Gecko’s Big Picture

In 1998 a pair of pigs escaped while being unloaded off a lorry at an abattoir in Malmesbury and were on the run for a week. The brother and sister pigs were dubbed the “The Tamworth Two,” during the huge media sensation. I didn’t remember this bizarre scoop, I was told about it in 2022 by London-based artist Gecko, on stage when Kieran of Sheer Music used to do gigs at Trowbridge Town Hall, as an introduction to his new song; it’s a track on his latest album, The Big Picture, due for release this Friday, 7th March……

If the story’s location, or the gig’s, is a feeble excuse for reviewing something not locally produced, as I vowed to uphold, neither matters; I’m willing to make an exception for something so uniquely satisfying as Gecko’s humble and sentimental outpourings. For in these days where the pop song template is generally concerned with how compassionate someone is in the sack, or how ignorant someone was in the sack, that’s why they dumped them and now both parties involved are agitated, Gecko breaks the mould so absolutely ingenious and inventively. His singing of a song about two pigs escaping their fate is surely proof!  

Gecko

And if I’m intending to pigeonhole such outpourings I must go broadly with hip hop, though nothing remains of the ostentatious machismo stereotype of the genre, quite the opposite here. I’d only mention it with a flux capacitor in hand, ready with Doc Brown to form an alternative timeline where the mixture of sounds to suit a cosmopolitan society still resides in hip hop, and the bullshit doesn’t.

For Gecko is a inoffensive dreamer, like the rare influential teacher who inspired a class, his songs drizzled with the utmost sentiments, and innocuous observations, sprinkled with humour. In which case his intelligent writing better fits indie rather than hip hop, his DIY stylistic choice of lo fi electronica reflects the contemporary, and will suit the mood of the narrative.

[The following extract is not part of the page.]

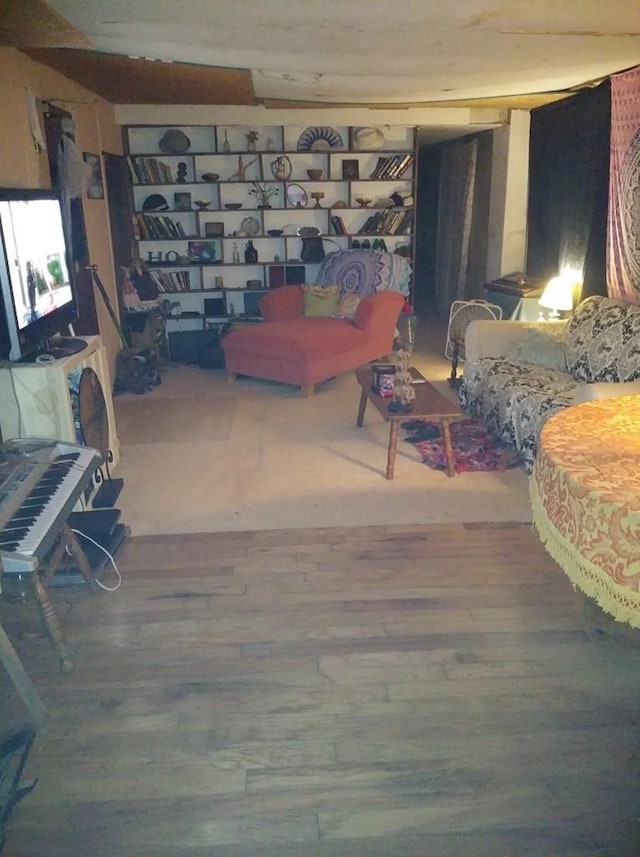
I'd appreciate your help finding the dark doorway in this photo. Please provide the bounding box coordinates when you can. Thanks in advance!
[102,152,133,319]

There’s three songs as examples to what I mean, before the one about the pigs. Geology opens with a retrospective thump, elucidating the overall theme of The Big Picture rests on environmental concerns, though nothing about Gecko’s delivery is vexed, rather calm and reflective. Darn it, it’s a good start, I expected it would be. Though the second track threw me, in general the humour is subtler than 2020’s Climbing Frame, the sentimental wordplay remains, and this one, It’s You (That I Find) parodies a conventional love song, using a jazzy beat and favouring singing over rap, as if Jamiroquai is a Gecko tribute!

Whereas the third tune, In This Tree, raps over a tropical or tribal bassline, Iko Iko fashion. Gecko always fits the sound’s style around the narrative, in this case a luxuriant rainforest, the next a racing acoustic guitar celebrating the Tamworth Two’s break for freedom, orchestrated for the uplifting sentiment, kazoo applied for tongue-in-cheek underscore!

If heartfelt sincerity is key throughout The Big Picture it builds in layers of emotion. The Dawn Chorus is a piano based ballad to the morning reflecting an awakening, like the most memorable primary school assembly you’d ever be blessed to be present at! The lounge-jazzy Family to Me follows, extending the positive attributes of friendship. It’s a lengthy journey of goodness, ten family-sized tunes. The Lost Boys beautifully tells a story of precisely what it says on the tin, and the sense of adventurousness is so overwhelming you assume it’s a memory, only using J. M. Barrie as an analogy.

Gecko at Trowbrisge Town Hall 2022

Being The Tamworth Two has a backstory, I assume Bowling in Madison has too, but how Gecko makes the motivation of a bowling team so concentrated and purposeful, one can interpret it more vaguely, as the importance of any achievement. But if the run up to the finale has become the best possible saccharine vibe, the penultimate Take a Look Around is a formulated Gecko at his best, with the observational and uplifting rap sprinkled with humour. And lastly, The Universe is another lounge jazz parody which is the most perfect ending to a live show ever. It’s a goodbye message which incorporates every golden element to this most perfect album, the mindful study of deeper meaning to the everyday, pondering the stars above, and everything in between which nature gifts us with. 

It is, in short, beautifully executed with the best ingredients, thoughtful prose and ingenious blending, the sum of which can only leave you spellbound. Do not delay, listen to it, tomorrow, your ears will thank you.